久々のエラリー・クイーンです。新訳版国名シリーズを一気に読んでしまうのがもったいないのでSFに浮気していましたが、そろそろ少し戻りましょうか。

と言っても国名シリーズではなく短編集の方へ。

1961年初版の創元推理文庫。2014年の2月までに重ねた版、なんと68版。いやー、すごいですね。なんというロングセラー。

1961年は昭和でいうと36年、さすがの私もまだ生まれていませんが、訳は読みやすいです。特に古めかしいとも思いません。まぁ、子どもの頃から「昭和の翻訳もの」を読んできたので慣れているせいもあるのかもしれませんが。

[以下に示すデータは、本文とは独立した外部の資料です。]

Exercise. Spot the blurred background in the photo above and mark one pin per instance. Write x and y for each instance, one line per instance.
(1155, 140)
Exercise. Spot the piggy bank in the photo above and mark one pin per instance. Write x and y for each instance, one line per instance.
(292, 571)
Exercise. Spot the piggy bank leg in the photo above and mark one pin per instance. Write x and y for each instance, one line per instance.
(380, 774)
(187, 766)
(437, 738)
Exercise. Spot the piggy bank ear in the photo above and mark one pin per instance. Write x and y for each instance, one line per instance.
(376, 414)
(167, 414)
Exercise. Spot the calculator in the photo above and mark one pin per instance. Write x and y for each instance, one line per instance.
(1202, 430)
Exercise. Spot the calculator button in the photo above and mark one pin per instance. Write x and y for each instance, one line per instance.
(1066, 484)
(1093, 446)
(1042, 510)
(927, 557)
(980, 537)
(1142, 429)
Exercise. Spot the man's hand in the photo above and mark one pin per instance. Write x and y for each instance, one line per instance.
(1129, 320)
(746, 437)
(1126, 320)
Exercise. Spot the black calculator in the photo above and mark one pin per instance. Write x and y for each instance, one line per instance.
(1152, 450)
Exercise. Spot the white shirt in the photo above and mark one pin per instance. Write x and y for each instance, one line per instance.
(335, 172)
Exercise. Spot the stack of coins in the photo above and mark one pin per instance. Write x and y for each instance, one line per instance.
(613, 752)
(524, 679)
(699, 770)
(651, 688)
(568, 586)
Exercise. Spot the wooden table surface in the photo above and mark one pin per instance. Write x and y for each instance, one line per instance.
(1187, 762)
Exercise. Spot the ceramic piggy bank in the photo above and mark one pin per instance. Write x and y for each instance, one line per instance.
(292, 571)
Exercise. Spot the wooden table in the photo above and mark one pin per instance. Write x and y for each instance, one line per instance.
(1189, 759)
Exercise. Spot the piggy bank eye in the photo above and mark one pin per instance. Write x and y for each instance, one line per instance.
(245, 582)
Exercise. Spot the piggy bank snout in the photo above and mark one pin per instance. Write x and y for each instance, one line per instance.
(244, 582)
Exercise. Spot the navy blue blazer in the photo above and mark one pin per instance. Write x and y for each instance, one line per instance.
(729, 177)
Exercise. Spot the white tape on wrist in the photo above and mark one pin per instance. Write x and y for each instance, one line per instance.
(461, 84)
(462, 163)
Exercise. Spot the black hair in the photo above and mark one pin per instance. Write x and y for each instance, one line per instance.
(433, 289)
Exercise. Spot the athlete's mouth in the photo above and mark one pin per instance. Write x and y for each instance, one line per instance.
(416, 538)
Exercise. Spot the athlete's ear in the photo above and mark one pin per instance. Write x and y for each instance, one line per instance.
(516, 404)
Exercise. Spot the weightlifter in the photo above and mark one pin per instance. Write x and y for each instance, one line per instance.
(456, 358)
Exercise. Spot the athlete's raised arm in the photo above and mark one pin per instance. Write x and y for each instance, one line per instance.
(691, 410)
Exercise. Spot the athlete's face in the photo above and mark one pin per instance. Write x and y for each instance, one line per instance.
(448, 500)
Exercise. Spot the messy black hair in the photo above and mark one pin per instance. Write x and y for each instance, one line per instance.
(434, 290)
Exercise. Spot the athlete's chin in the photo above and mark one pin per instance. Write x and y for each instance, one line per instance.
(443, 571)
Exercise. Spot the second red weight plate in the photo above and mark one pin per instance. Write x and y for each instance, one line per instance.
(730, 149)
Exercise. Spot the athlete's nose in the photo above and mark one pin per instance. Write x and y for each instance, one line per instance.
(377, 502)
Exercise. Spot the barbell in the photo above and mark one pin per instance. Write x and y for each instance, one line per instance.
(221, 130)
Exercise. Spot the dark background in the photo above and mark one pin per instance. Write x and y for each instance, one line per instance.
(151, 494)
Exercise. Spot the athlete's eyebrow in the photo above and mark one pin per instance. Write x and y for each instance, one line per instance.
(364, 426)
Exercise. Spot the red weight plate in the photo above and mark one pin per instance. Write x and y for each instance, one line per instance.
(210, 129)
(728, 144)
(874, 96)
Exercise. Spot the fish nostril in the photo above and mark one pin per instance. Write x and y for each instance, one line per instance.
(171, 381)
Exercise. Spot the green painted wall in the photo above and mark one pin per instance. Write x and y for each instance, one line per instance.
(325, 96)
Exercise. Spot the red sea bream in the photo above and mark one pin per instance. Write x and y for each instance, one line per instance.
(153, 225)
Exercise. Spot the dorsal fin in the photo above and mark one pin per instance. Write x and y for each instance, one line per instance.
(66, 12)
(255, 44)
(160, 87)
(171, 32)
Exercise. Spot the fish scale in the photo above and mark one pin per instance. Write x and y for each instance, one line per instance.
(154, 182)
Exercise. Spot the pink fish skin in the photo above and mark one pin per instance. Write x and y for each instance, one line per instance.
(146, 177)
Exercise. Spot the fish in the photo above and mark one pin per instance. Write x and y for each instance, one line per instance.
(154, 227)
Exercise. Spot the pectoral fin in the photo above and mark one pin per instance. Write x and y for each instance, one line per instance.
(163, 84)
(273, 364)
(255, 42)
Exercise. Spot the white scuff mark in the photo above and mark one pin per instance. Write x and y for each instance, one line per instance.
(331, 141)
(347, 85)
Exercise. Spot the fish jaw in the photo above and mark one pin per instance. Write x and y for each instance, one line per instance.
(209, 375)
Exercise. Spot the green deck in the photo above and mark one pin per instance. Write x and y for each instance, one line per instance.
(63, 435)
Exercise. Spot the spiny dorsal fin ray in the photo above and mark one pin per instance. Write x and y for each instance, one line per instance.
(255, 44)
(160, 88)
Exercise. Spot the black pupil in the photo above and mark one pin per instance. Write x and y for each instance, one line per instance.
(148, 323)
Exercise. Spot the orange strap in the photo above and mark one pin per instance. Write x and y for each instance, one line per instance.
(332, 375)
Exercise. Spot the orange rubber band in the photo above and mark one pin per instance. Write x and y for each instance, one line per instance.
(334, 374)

今の若い人にはもしかしたら読みにくい箇所、意味のとりづらい言葉があったりするのかな。

活字が小さいのが読みにくいかな? 今の文庫はどれも字が大きいですからね。

昔のままの活字っぽいのが私は嬉しいです。

収められた短編は10編。

・「アフリカ旅商人の冒険」
・「首つりアクロバットの冒険」
・「一ペニイ黒切手の冒険」
・「ひげのある女の冒険」
・「三人のびっこの男の冒険」
・「見えない恋人の冒険」
・「チークのたばこ入れの冒険」
・「双頭の犬の冒険」
・「ガラスの丸天井付き時計の冒険」
・「七匹の黒猫の冒険」

原著にはもう1編、「キ印ぞろいのお茶の会の冒険」という作品が入っているそうですが、創元推理文庫の別の本(『世界短編傑作集4』)に収録されているのでこちらでは割愛されたそう。

再録してくれててもいいのにー。



『世界短編傑作集』は江戸川乱歩が編んだものらしいです。こちらも現在でも版を重ねているもよう。絶版じゃないってすごいな。創元社がんばってる。

機会があれば読んでみたいものですが。

で、収録された10編、どれもなかなか面白かったです。それぞれ味わいが違いますし、一つ一つは短いですから、移動時間や隙間時間などに気軽に読むのにお薦め。

短編はアイディア勝負ですから内容についてはあまり書けませんが、エラリーが母校で「応用犯罪学」の講座を受け持つ「アフリカ旅商人の冒険」、宿の主人が怪奇譚のように語る「双頭の犬の冒険」、そして猫嫌いのはずの老婆がなぜか毎週一匹ずつ黒猫を買う「七匹の黒猫の冒険」が印象深かったです。

「七匹の黒猫」にはハリー・ポッターという人物が出てきて「お!?」と思いますが、原著は1934年の作品ですからあのハリー・ポッターとは何の関係もないでしょう。

クイーン警視やヴェリー部長といったお馴染みの面々も登場し、クイーン家の新世代万能執事ジューナの名前もちょこっと出てきます。

『災厄の町』を読んだ時に「エラリーってこんなに“たらし”だったの!?」とびっくりしたんですが、この短編集でもその片鱗をしっかり窺わせてくれて、「エラリー、おまえ、そういうヤツだったのか……」感(笑)。

「七匹の黒猫の冒険」ではペットショップの若い美女の「美しい目を見つめ」、有名なクイーンさんに出会えるなんてという美女に「ぼくだって(あなたみたいな美人に会えるとは)」と言って彼女の顔を赤らめさせています。

「ひげのある女の冒険」では事件の起こった屋敷の若い看護婦ミス・クラッチに目をつけ、「あなたはミス・クラッチの―――そのう――所書きをご存知ではないですか」とか言ってる。

所書きを知ってどうしようというんだ、ええっ!?(爆)

国名シリーズ前半を読んだ限りではそんなに「たらし」な印象はなかったのになぁ。とはいえ決して嫌らしい感じではなく、むしろ推理の才能を含め自身の「魅力」に自覚的なところがエラリーの良さでしょう。うん、実際にそばにいたら鼻につきそうな気もするけど、でもやっぱり格好いいんだろうなぁ(笑)。